#treatment - Knee
- Ligament tears around the knee are a common injury
- The Anterior Cruciate Ligament (ACL) is the most commonly torn ligament deep inside the knee
- The Medial Collateral Ligament (MCL) most commonly injured ligament on the side of the knee
- Most collateral ligament injuries heal up well without surgery
- A large proportion of injuries to the ligaments deep inside the knee (eg ACL) need surgical treatment
The ACL is the most commonly torn knee ligament, and is the ligament often torn by footballers or skiers. In about 50% of patients with an ACL tear, other structures (such as the meniscal cartilages) are also damaged at the same time. The ACL sits in the middle of the inside of the knee like a taught bungie cord surrounded in joint fluid. If the ligament ruptures, then the ends tend to ping apart and fray. Direct repair of a rupture in the middle of the ligament is never normally possible.
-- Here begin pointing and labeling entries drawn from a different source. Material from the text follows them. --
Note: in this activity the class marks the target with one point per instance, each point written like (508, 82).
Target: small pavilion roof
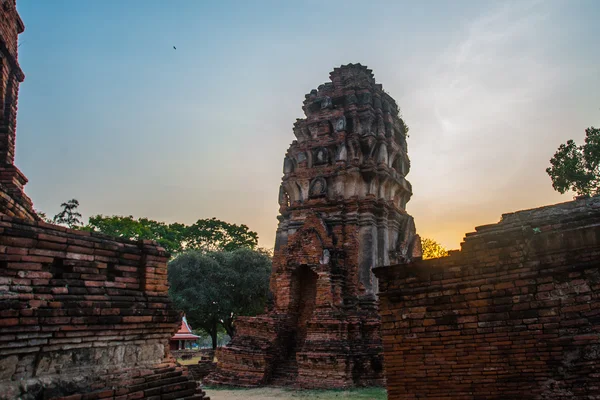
(185, 332)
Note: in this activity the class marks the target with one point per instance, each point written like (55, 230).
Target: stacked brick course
(82, 316)
(13, 200)
(342, 212)
(514, 315)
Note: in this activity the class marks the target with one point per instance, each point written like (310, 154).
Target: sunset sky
(112, 115)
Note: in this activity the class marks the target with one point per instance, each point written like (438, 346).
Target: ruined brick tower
(13, 201)
(342, 213)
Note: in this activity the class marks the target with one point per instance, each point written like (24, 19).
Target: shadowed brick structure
(514, 315)
(342, 212)
(13, 200)
(82, 315)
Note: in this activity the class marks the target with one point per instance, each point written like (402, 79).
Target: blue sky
(112, 115)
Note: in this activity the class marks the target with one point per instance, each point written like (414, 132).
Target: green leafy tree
(214, 288)
(432, 249)
(205, 235)
(69, 216)
(577, 168)
(169, 236)
(246, 286)
(43, 216)
(194, 280)
(215, 235)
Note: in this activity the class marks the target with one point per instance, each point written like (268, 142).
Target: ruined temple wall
(84, 315)
(515, 314)
(12, 198)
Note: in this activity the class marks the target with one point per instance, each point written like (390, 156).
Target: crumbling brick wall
(514, 315)
(82, 314)
(13, 201)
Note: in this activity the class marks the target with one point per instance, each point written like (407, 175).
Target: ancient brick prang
(84, 316)
(514, 315)
(342, 212)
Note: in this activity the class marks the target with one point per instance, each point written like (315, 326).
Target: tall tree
(195, 288)
(214, 288)
(205, 235)
(170, 236)
(577, 168)
(215, 235)
(432, 249)
(69, 216)
(246, 286)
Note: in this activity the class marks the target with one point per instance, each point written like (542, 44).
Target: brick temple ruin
(82, 315)
(342, 212)
(514, 315)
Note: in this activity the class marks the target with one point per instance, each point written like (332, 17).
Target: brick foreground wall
(514, 315)
(85, 317)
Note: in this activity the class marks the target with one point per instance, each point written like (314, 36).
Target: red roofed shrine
(184, 337)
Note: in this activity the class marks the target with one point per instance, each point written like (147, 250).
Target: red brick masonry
(514, 315)
(342, 212)
(84, 316)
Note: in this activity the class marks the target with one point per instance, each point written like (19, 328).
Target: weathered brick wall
(12, 198)
(514, 315)
(81, 314)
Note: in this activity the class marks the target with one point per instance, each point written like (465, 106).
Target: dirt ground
(288, 394)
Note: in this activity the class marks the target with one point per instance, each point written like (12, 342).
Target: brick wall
(84, 316)
(514, 315)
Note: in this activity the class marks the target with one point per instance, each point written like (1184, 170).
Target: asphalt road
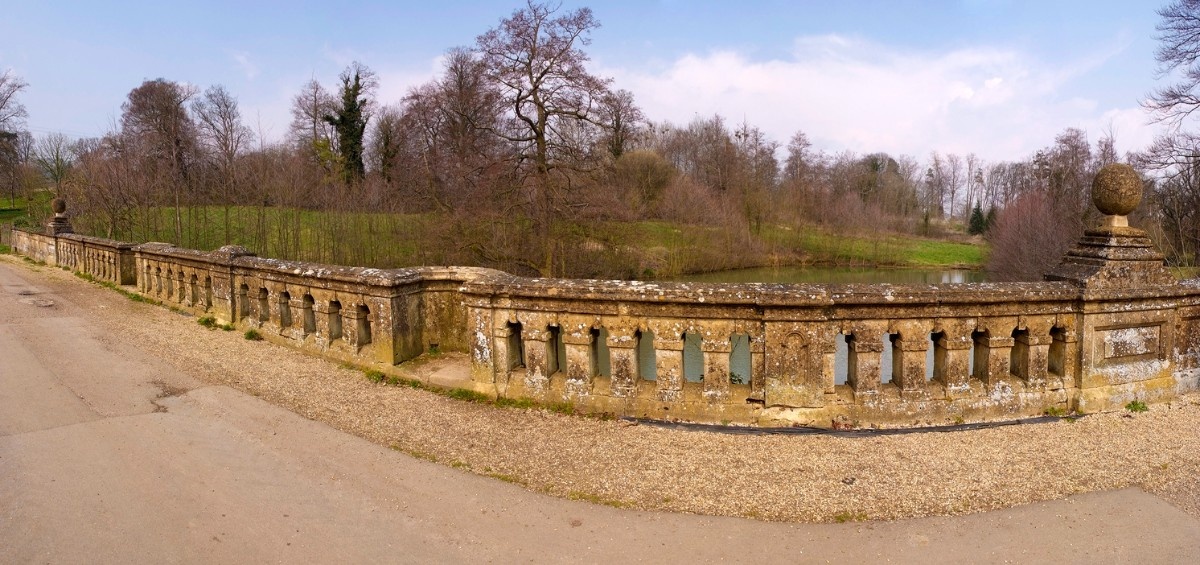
(108, 455)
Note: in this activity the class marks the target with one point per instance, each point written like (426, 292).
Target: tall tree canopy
(538, 61)
(349, 120)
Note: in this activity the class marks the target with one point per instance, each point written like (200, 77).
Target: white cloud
(247, 67)
(847, 94)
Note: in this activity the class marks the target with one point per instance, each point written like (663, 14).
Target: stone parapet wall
(865, 354)
(769, 353)
(101, 258)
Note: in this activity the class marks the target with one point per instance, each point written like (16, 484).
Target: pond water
(833, 275)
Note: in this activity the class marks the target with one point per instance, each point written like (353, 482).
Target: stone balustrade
(1109, 325)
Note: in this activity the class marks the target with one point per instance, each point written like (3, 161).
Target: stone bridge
(1108, 326)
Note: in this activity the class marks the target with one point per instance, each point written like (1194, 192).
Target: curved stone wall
(772, 354)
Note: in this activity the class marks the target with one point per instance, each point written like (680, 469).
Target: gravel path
(775, 478)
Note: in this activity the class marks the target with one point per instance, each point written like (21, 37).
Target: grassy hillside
(597, 248)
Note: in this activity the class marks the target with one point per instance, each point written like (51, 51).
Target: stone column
(864, 361)
(538, 355)
(623, 360)
(952, 359)
(580, 367)
(717, 368)
(909, 361)
(669, 361)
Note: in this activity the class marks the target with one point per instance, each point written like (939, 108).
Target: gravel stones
(775, 478)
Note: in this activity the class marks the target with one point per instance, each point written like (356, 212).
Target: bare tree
(12, 112)
(312, 136)
(1179, 50)
(225, 136)
(349, 120)
(623, 120)
(156, 121)
(55, 157)
(12, 119)
(538, 61)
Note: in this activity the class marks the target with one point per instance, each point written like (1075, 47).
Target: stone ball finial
(1116, 190)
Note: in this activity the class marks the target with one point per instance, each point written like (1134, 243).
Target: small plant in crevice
(467, 395)
(1055, 412)
(844, 516)
(1137, 406)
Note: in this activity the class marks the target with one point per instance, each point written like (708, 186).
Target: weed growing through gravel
(845, 516)
(1137, 406)
(467, 395)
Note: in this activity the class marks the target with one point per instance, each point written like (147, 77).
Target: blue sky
(995, 78)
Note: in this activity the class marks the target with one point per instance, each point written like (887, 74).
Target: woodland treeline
(519, 157)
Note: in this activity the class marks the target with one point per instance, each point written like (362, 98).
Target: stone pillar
(717, 370)
(952, 358)
(1126, 343)
(669, 361)
(623, 359)
(580, 367)
(909, 362)
(864, 358)
(60, 223)
(538, 355)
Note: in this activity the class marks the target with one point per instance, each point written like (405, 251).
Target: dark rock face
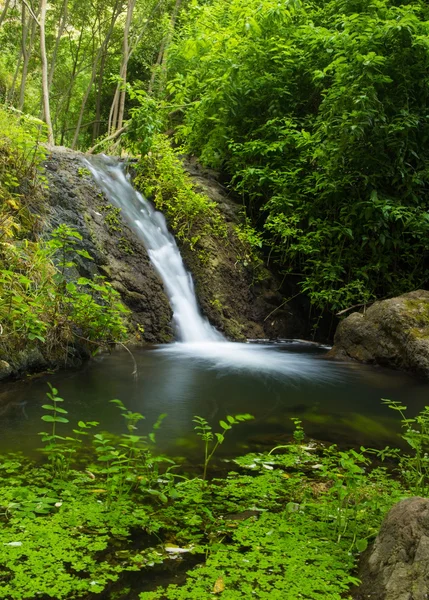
(74, 199)
(397, 566)
(394, 333)
(5, 370)
(227, 291)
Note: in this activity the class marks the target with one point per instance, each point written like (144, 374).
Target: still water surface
(337, 402)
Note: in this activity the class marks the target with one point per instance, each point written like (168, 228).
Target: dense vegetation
(44, 305)
(315, 115)
(316, 111)
(286, 524)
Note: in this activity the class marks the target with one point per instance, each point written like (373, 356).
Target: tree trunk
(103, 48)
(70, 89)
(4, 12)
(117, 110)
(96, 128)
(61, 27)
(26, 52)
(126, 56)
(162, 55)
(45, 85)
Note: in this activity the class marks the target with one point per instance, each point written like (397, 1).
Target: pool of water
(337, 402)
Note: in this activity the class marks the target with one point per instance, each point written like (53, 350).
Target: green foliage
(414, 467)
(211, 440)
(288, 524)
(43, 303)
(21, 156)
(318, 113)
(48, 308)
(161, 175)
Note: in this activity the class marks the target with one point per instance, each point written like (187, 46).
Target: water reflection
(337, 402)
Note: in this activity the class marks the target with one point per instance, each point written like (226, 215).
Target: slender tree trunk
(162, 55)
(70, 89)
(26, 52)
(45, 84)
(61, 27)
(117, 110)
(4, 12)
(103, 48)
(126, 56)
(96, 128)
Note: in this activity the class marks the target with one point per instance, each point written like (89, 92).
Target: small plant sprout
(213, 440)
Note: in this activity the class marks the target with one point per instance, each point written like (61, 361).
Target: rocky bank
(393, 333)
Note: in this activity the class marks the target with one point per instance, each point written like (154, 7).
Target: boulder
(397, 566)
(393, 333)
(5, 370)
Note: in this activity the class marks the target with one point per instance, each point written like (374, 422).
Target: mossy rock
(393, 333)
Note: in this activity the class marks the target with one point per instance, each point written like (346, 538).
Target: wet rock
(240, 302)
(74, 198)
(396, 567)
(5, 370)
(393, 333)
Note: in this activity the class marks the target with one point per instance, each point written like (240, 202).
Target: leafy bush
(318, 113)
(287, 524)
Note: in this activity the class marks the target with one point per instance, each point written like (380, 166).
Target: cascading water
(161, 246)
(198, 340)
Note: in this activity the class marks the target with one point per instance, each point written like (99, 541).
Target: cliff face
(228, 294)
(74, 198)
(237, 303)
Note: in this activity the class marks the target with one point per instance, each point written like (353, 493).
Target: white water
(150, 226)
(198, 340)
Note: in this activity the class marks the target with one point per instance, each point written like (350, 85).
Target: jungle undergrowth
(100, 505)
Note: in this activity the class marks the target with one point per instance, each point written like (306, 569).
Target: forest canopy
(315, 113)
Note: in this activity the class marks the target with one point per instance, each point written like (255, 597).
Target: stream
(204, 374)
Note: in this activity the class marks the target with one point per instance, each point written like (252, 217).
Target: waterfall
(150, 226)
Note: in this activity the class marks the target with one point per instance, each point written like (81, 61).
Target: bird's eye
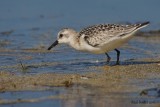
(61, 35)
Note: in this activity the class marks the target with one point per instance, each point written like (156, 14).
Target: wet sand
(137, 75)
(119, 79)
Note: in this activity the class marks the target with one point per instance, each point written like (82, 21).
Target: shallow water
(29, 27)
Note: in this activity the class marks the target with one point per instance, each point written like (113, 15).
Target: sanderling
(99, 39)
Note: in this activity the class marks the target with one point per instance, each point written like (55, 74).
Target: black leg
(108, 57)
(118, 54)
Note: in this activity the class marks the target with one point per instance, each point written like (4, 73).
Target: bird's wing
(98, 35)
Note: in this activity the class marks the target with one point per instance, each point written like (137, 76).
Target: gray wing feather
(100, 34)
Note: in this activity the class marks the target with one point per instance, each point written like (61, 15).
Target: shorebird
(99, 39)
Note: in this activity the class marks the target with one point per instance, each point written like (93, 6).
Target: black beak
(53, 45)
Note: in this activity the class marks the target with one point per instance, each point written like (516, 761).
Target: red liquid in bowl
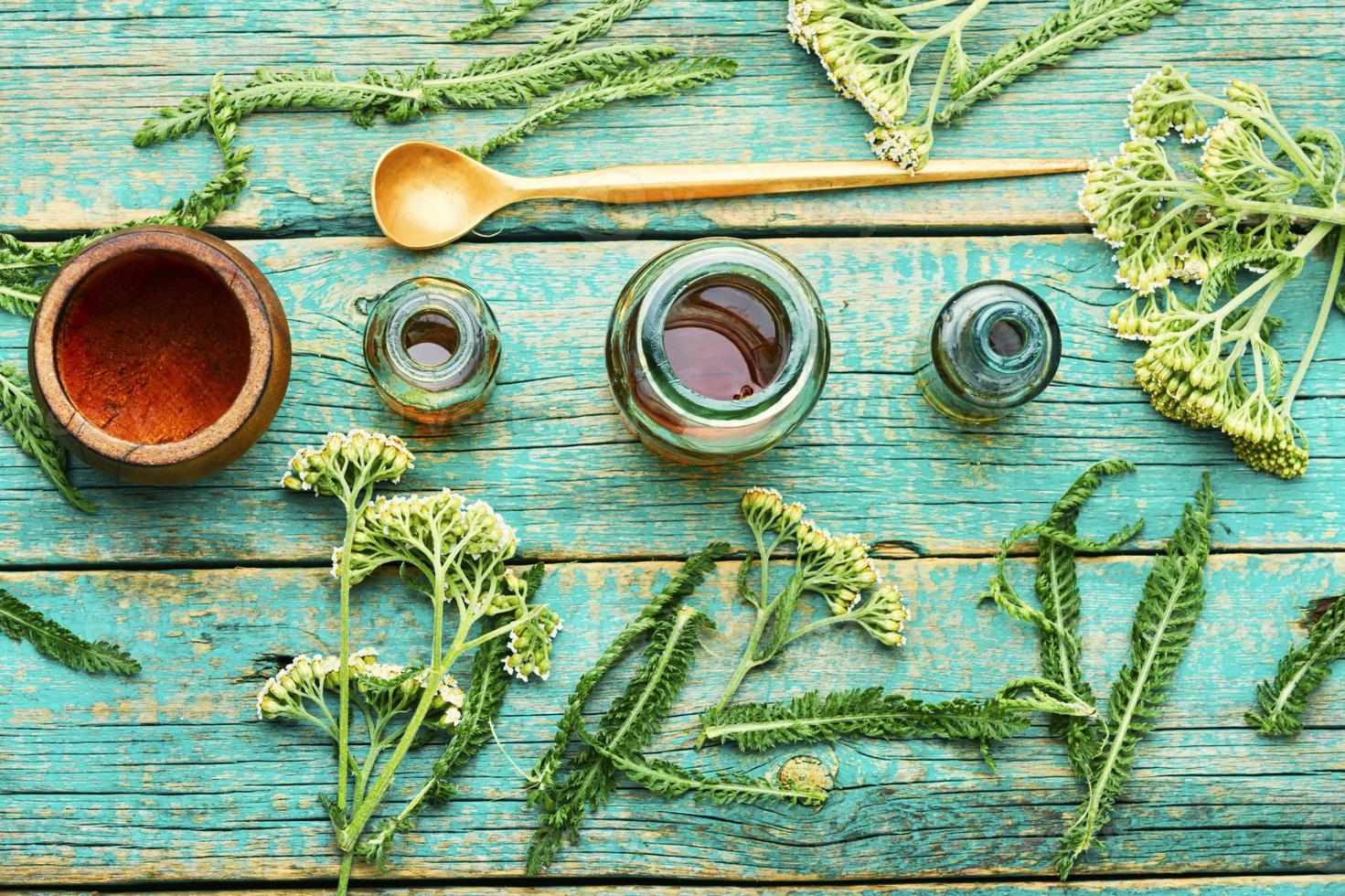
(152, 347)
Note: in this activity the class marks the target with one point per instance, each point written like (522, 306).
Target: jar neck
(791, 304)
(459, 366)
(996, 345)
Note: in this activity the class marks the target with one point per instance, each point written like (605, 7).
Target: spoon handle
(671, 182)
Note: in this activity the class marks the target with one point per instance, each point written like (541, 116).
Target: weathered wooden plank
(167, 776)
(80, 79)
(1231, 885)
(551, 453)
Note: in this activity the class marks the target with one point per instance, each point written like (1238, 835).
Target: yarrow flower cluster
(1210, 362)
(452, 550)
(424, 529)
(870, 56)
(530, 646)
(836, 568)
(345, 459)
(299, 690)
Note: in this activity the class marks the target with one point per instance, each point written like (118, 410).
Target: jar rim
(1019, 362)
(694, 261)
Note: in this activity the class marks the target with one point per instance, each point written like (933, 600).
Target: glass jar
(993, 347)
(717, 348)
(433, 347)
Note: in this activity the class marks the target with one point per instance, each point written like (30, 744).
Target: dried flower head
(347, 462)
(530, 646)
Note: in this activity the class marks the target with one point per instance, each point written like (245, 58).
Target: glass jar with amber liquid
(717, 350)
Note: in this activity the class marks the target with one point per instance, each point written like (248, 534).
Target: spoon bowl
(427, 196)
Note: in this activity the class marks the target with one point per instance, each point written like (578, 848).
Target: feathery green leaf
(20, 622)
(656, 80)
(1057, 591)
(22, 417)
(1282, 699)
(590, 22)
(1165, 619)
(667, 779)
(630, 724)
(659, 610)
(1083, 25)
(1057, 536)
(494, 19)
(865, 712)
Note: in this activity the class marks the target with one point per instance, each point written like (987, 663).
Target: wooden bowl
(159, 354)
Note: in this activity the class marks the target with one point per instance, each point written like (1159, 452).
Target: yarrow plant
(870, 50)
(1210, 361)
(834, 568)
(551, 80)
(451, 550)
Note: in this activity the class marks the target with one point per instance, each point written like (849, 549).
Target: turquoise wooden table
(165, 781)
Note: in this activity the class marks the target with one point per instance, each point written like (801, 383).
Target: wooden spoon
(427, 196)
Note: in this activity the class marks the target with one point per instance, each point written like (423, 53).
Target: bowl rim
(240, 276)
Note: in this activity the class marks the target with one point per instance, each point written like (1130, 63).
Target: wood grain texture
(168, 776)
(80, 77)
(1230, 885)
(168, 779)
(551, 453)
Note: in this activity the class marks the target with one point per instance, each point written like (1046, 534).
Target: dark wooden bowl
(117, 267)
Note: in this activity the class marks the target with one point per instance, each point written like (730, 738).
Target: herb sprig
(870, 48)
(1165, 621)
(1282, 699)
(836, 570)
(634, 719)
(542, 779)
(585, 79)
(870, 712)
(50, 638)
(1210, 362)
(454, 554)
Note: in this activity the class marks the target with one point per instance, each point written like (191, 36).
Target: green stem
(347, 862)
(343, 667)
(365, 809)
(748, 662)
(1322, 313)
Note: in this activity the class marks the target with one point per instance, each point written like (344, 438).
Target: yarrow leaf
(50, 638)
(634, 719)
(862, 712)
(668, 779)
(658, 611)
(1282, 699)
(1165, 621)
(22, 417)
(1080, 26)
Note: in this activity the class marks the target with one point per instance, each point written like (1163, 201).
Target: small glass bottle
(993, 347)
(717, 348)
(433, 347)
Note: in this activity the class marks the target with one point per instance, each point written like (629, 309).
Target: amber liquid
(152, 348)
(431, 338)
(725, 338)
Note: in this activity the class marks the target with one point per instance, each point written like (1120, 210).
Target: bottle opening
(1007, 338)
(727, 336)
(431, 338)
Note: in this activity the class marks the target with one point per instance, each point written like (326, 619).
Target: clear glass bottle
(717, 348)
(433, 347)
(993, 347)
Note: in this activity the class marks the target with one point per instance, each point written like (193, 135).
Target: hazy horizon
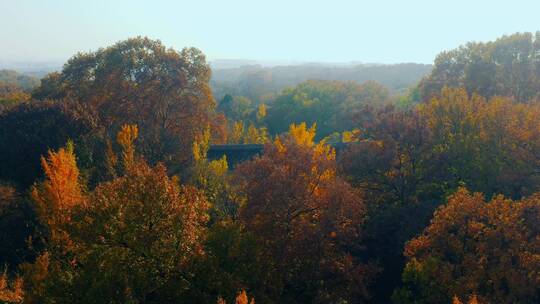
(304, 31)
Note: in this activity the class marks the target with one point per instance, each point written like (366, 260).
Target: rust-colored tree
(307, 219)
(473, 247)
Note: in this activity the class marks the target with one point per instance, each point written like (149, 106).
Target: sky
(377, 31)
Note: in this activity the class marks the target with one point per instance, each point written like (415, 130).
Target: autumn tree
(473, 247)
(507, 67)
(18, 225)
(29, 130)
(407, 161)
(140, 81)
(329, 104)
(130, 240)
(306, 218)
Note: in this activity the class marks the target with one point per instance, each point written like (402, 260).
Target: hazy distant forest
(107, 193)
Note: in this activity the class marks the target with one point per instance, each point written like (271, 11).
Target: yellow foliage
(350, 136)
(301, 135)
(126, 137)
(61, 189)
(261, 112)
(13, 293)
(237, 132)
(201, 145)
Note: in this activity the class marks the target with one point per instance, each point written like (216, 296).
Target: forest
(107, 193)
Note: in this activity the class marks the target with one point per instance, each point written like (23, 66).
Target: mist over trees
(108, 194)
(263, 83)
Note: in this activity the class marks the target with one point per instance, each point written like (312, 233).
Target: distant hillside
(260, 83)
(23, 81)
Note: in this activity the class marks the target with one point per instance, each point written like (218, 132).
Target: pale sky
(382, 31)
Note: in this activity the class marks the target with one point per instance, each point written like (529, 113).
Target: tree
(132, 239)
(139, 81)
(306, 218)
(29, 130)
(476, 248)
(330, 104)
(507, 67)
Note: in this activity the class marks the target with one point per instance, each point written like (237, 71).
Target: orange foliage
(13, 293)
(303, 214)
(473, 247)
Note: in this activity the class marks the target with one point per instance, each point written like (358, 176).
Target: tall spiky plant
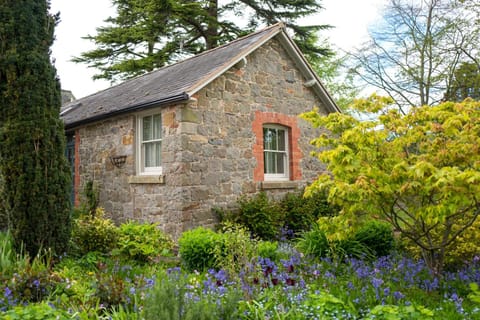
(33, 167)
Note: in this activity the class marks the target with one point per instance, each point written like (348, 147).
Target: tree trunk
(212, 29)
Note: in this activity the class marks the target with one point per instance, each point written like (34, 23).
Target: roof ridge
(268, 28)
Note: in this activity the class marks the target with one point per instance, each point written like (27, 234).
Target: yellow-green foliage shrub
(94, 233)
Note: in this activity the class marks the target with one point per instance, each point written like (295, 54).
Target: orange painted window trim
(295, 154)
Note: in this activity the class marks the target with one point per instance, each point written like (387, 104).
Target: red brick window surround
(295, 154)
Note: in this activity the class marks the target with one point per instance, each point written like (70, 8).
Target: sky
(78, 19)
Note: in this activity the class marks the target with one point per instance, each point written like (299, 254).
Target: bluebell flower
(398, 295)
(376, 282)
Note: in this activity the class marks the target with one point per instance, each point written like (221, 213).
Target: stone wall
(210, 146)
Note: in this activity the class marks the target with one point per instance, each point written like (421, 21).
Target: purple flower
(386, 292)
(398, 295)
(376, 282)
(7, 294)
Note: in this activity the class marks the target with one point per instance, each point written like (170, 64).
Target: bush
(302, 212)
(41, 311)
(142, 242)
(377, 236)
(170, 299)
(236, 249)
(341, 249)
(268, 249)
(10, 261)
(198, 248)
(94, 233)
(313, 242)
(262, 216)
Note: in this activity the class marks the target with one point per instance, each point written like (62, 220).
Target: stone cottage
(172, 144)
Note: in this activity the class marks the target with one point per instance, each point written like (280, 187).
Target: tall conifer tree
(147, 34)
(33, 167)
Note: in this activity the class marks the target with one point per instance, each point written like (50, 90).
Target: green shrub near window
(143, 242)
(377, 236)
(302, 212)
(198, 248)
(94, 233)
(263, 217)
(314, 242)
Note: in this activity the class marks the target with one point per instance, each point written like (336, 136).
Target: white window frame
(286, 160)
(140, 151)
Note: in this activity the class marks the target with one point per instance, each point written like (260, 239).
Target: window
(275, 152)
(149, 146)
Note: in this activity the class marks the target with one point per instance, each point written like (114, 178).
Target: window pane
(269, 162)
(149, 154)
(153, 154)
(281, 140)
(158, 154)
(280, 168)
(147, 128)
(157, 126)
(267, 139)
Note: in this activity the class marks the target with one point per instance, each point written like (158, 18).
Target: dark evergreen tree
(33, 167)
(147, 34)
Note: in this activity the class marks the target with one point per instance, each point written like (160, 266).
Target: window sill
(153, 179)
(267, 185)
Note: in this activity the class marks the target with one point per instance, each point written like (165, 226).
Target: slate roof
(177, 82)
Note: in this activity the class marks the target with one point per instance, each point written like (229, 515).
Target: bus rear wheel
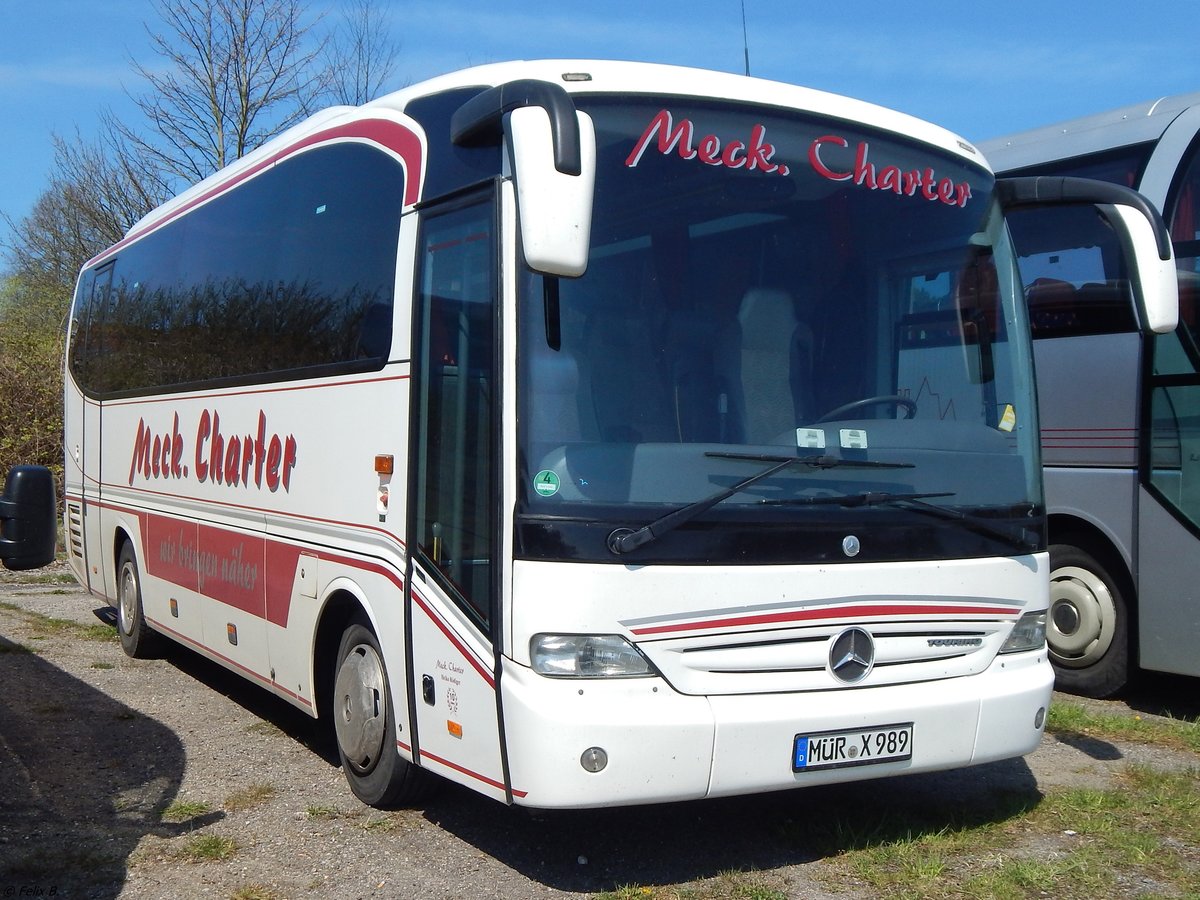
(138, 640)
(365, 724)
(1087, 628)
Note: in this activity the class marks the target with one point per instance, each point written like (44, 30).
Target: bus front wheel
(365, 724)
(138, 640)
(1087, 628)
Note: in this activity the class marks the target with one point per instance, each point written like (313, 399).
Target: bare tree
(235, 73)
(361, 57)
(95, 195)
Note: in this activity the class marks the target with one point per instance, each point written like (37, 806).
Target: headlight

Some patients will do well without surgery, through intensive physiotherapy to build up the strength of the muscles around the knee to compensate for the absent ACL. However, a large proportion of patient do not do well, and their knee will feel wobbly and will give way on a regular basis. In these patients, surgical reconstruction is recommended.
Ruptures of the PCL are rarer than ACL tears. If the PCL does rupture, then other knee structures are normally also damaged at the same time, particularly the posterolateral corner complex. Isolated PCL tears often do well treated conservatively. However, combined ligament tears, eg the PCL and the Posterolateral Corner, normally require surgical reconstruction.
Sprains (partial tears) or even complete tears of the MCL are normally best left alone, and treated conservatively with a knee brace. This is because the MCL is a wide broad ligament with a very good blood supply, and it therefore has the ability to heal up well on its own.
The LCL is a thinner cord-like ligament. Ruptures of the LCL are frequently associated with damage to the Posterolateral Corner, and often require surgical reconstruction.
The Posterolateral Corner (PLC) is an area of the knee that has been the focus of much attention over recent years. It is now appreciated that a significant percentage (perhaps as high as 10%) of ACL tears are associated with concomitant PLC tears. A missed PLC tear is a common reason for a poor outcome after isolated reconstruction of the ACL, as the ACL reconstruction on its own will not correct the rotational instability caused by deficiency of the PLC. PLC injuries also occur very frequently in association with PCL tears. Deficiency of the PLC with significant rotational instability is an indication for surgical reconstruction.